A: A disc bulge implies that the posterior wall of the disc is protruding out. This means the annular fibers have stretched making them incompetent. Some fibers are torn and others have elongated.

The difference between the two surgical discectomy scenarios (50% vs 70% relief) has to do with whether the pain is generated by the annulus or by nerve root compression. If the pain is one sided (on the side of the herniation), a good percentage of these patients actually have nerve root compression pain that does not radiate down into the buttocks but stays only in the off-midline side of the herniation.

The more the nerve is inflamed due to the size and location of the herniation, the more pain will radiate pain down the root’s pathway toward its terminus. Likewise, when the nerve inflammation is improving, the pain centralizes. That is, the pain recedes up the root to its origin (the side of the lower back at the level of the root). I see this all the time. If however the annulus is stretched causing local central lower back pain, the chance of improvement is only 50% with surgery.

Q: Can you tell me what is the source of the pain coming from annulus? Is it due to the annulus being stretched causes the outer layers to stretch where there is herniation, and that causes pain or is it something else? And is it related to the other 50℅ discogenic pain that we were talking earlier?

A: The annulus is highly innervated with nociceptors (pain fibers). We know this from microscopic work identifying pain nerves in the annulus and with ill-performed discograms, a test used to determine pain generation capacity of the disc.

With a normally performed discogram, a needle is placed in the center of the disc and fluid is forced into the nucleus of the disc through a syringe to pressurize the annular walls, looking for a pain response. If however, the needle is accidentally placed in the annulus (which can happen if the discographer is not accurate with needle placement) there will be reliable lower back pain reproduced every time depressing the syringe plunger pressurizes the annulus.

Most of the pain fibers originate from the outside of the disc wall and enter through the sides. There is also nerve supply that enters through the vertebral body. Interestingly, if there is a tear of this annular wall, pain fibers grow into this tear along with blood vessels and sensitize the disc even more.

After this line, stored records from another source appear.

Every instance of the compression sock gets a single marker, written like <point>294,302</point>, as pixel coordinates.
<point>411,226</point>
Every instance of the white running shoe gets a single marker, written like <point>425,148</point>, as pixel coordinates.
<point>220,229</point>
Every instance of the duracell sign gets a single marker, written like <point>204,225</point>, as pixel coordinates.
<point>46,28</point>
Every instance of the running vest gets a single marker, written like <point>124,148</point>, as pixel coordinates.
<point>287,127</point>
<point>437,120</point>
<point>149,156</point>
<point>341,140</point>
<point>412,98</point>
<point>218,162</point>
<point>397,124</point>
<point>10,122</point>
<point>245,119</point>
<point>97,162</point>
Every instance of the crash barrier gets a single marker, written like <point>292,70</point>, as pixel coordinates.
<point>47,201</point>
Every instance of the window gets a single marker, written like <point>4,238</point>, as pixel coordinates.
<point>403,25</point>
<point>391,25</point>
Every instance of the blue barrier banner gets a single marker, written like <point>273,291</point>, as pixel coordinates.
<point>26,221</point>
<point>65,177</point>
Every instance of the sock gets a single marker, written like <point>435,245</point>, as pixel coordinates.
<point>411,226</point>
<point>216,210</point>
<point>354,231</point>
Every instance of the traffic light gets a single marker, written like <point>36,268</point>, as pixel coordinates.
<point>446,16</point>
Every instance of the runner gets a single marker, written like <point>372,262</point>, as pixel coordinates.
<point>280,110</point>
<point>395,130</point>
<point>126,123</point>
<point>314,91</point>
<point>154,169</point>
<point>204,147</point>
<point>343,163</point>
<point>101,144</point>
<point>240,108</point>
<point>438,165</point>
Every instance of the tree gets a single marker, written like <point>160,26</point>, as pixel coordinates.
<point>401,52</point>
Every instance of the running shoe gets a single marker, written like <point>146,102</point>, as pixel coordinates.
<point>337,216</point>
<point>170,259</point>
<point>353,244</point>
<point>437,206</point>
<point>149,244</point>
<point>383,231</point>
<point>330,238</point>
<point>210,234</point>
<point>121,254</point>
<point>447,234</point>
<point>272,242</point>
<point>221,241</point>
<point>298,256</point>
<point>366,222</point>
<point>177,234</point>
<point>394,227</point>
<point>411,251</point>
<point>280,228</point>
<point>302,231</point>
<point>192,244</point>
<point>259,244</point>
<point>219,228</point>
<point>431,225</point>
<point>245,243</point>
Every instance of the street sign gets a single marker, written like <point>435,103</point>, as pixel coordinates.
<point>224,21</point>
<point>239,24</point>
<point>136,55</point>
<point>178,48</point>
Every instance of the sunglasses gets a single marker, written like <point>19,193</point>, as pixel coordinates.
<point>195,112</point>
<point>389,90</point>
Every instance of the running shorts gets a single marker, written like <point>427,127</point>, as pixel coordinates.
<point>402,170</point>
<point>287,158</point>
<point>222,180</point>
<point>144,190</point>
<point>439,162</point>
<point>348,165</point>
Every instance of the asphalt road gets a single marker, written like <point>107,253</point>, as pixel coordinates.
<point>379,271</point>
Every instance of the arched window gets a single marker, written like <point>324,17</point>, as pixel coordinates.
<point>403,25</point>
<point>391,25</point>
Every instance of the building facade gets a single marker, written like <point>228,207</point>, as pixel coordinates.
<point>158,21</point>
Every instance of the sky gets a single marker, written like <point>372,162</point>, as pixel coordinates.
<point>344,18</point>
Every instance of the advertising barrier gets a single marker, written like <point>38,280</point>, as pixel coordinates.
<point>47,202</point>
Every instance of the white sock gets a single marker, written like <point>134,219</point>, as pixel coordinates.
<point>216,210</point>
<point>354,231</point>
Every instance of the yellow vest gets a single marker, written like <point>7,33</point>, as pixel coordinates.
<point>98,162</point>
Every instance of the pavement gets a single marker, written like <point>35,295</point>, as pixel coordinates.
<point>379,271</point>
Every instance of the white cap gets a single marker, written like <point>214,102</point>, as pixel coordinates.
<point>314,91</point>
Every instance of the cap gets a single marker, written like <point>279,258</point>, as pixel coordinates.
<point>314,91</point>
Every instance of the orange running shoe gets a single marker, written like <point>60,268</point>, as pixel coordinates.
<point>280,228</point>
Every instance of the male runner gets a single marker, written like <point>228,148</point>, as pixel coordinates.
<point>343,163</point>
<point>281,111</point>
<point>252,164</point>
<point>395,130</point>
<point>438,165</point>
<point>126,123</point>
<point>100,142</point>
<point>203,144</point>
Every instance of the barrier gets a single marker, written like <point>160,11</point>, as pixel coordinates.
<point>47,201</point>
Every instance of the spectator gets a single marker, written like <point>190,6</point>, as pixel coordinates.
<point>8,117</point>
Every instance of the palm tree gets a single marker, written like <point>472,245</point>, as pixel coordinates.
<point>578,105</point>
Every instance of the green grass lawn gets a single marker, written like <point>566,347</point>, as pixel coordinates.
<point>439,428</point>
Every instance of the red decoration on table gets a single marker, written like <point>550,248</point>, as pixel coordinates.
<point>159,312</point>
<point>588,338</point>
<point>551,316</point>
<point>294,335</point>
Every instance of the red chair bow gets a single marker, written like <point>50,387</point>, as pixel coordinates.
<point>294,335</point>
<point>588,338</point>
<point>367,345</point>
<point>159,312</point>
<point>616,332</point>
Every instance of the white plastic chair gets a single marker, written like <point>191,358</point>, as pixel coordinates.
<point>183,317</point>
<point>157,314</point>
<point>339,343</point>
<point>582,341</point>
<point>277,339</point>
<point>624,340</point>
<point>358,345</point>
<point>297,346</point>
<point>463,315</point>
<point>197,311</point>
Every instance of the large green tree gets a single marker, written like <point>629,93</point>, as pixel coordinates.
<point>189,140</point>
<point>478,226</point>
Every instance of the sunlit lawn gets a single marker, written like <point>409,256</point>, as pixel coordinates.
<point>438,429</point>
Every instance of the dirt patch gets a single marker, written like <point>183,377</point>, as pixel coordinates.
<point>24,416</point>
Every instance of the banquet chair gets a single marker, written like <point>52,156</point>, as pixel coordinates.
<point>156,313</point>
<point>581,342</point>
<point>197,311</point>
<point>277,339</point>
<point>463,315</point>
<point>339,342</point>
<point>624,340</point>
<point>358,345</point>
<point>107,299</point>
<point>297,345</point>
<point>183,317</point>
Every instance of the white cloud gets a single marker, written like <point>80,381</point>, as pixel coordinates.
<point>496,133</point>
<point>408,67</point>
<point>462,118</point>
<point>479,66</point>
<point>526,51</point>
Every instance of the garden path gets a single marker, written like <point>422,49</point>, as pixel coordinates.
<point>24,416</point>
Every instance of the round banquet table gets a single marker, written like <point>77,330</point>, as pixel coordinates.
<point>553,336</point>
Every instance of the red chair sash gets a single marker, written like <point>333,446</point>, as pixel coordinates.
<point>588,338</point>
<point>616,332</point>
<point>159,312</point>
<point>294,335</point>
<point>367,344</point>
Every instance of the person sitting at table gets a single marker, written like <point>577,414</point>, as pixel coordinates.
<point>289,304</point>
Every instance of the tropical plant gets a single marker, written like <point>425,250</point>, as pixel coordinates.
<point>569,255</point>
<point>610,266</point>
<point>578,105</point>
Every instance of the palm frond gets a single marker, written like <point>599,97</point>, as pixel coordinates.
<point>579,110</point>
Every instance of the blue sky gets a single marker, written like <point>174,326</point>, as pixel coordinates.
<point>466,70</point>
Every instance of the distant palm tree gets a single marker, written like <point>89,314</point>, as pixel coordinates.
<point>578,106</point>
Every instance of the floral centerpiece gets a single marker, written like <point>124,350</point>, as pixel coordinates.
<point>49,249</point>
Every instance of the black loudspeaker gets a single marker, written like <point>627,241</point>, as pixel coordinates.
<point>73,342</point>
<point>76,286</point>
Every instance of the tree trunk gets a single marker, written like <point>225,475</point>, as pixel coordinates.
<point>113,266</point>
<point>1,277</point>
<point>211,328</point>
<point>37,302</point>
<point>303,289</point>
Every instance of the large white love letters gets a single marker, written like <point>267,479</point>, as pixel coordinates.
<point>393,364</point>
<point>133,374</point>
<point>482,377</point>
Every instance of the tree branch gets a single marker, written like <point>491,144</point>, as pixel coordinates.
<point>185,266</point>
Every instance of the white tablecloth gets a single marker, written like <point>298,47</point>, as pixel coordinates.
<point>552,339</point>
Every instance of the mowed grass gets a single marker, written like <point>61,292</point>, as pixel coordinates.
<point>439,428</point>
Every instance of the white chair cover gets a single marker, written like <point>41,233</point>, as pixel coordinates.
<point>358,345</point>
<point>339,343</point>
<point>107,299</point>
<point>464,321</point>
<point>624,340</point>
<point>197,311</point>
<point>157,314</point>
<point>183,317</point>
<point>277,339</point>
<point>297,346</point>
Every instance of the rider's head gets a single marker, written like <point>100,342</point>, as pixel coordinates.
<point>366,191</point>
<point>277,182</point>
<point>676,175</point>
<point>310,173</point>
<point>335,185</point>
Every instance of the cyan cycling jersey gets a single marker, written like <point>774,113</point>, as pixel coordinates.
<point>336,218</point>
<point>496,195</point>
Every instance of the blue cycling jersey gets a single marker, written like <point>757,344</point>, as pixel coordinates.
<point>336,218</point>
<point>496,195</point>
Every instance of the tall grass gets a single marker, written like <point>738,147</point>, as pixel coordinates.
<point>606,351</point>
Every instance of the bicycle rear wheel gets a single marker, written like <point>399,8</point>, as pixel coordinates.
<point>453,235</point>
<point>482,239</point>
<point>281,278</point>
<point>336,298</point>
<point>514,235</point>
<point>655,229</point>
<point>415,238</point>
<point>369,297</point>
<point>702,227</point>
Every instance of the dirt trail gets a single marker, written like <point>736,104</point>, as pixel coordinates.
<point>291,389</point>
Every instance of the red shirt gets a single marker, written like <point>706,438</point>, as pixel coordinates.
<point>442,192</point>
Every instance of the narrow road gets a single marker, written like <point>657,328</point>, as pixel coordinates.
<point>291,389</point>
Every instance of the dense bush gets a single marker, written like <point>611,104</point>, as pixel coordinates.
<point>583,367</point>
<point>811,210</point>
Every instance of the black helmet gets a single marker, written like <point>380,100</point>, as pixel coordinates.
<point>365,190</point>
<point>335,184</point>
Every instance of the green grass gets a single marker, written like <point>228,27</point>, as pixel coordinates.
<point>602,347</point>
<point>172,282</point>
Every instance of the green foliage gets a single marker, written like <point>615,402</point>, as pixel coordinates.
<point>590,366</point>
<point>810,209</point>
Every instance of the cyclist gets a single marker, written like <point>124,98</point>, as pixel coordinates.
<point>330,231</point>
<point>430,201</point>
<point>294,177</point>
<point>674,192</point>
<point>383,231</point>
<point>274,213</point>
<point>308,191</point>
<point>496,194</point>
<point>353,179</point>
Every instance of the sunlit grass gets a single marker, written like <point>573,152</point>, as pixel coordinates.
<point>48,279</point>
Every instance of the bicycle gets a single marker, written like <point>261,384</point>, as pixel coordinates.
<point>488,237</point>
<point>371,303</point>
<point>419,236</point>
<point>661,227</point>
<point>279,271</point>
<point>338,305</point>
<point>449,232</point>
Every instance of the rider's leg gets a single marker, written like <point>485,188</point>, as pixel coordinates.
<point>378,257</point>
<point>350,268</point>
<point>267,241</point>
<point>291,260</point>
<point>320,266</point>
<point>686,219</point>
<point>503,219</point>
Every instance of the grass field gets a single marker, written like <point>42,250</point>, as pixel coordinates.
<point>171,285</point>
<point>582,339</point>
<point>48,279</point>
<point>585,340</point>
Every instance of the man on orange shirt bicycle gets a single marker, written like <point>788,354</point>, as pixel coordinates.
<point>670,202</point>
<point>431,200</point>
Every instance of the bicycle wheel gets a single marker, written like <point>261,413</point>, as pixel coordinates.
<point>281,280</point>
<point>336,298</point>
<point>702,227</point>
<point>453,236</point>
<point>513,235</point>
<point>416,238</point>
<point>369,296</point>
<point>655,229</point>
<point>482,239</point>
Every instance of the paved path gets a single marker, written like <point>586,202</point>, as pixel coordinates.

Q: This is what microdiscectomy does not fix, right? The discogenic pain that arises due to the nucleus pressure or pressure received on annulus during any activity like running, jogging, biking, travelling in a car. 

A: Microdiscectomy can only fix the pain which is associated with tension of the outer layers of annulus. Removing that portion of disc and cutting some fibers under tension and ablating them relieve tension.

Aberrant motion of the disc is what a microdiscectomy will not fix. The disc is designed to restrict motion, like a bushing. With annular tears, the disc motion initially increases and the disc moves in ways that increase the stress on the more intact but injured annular fibers. This leads to further damage. In some discs, this motion continues to destroy the disc wall and endplates, eventually leading to isolated disc resorption (Isolated Disc Resorption Lumbar Spine (IDR)).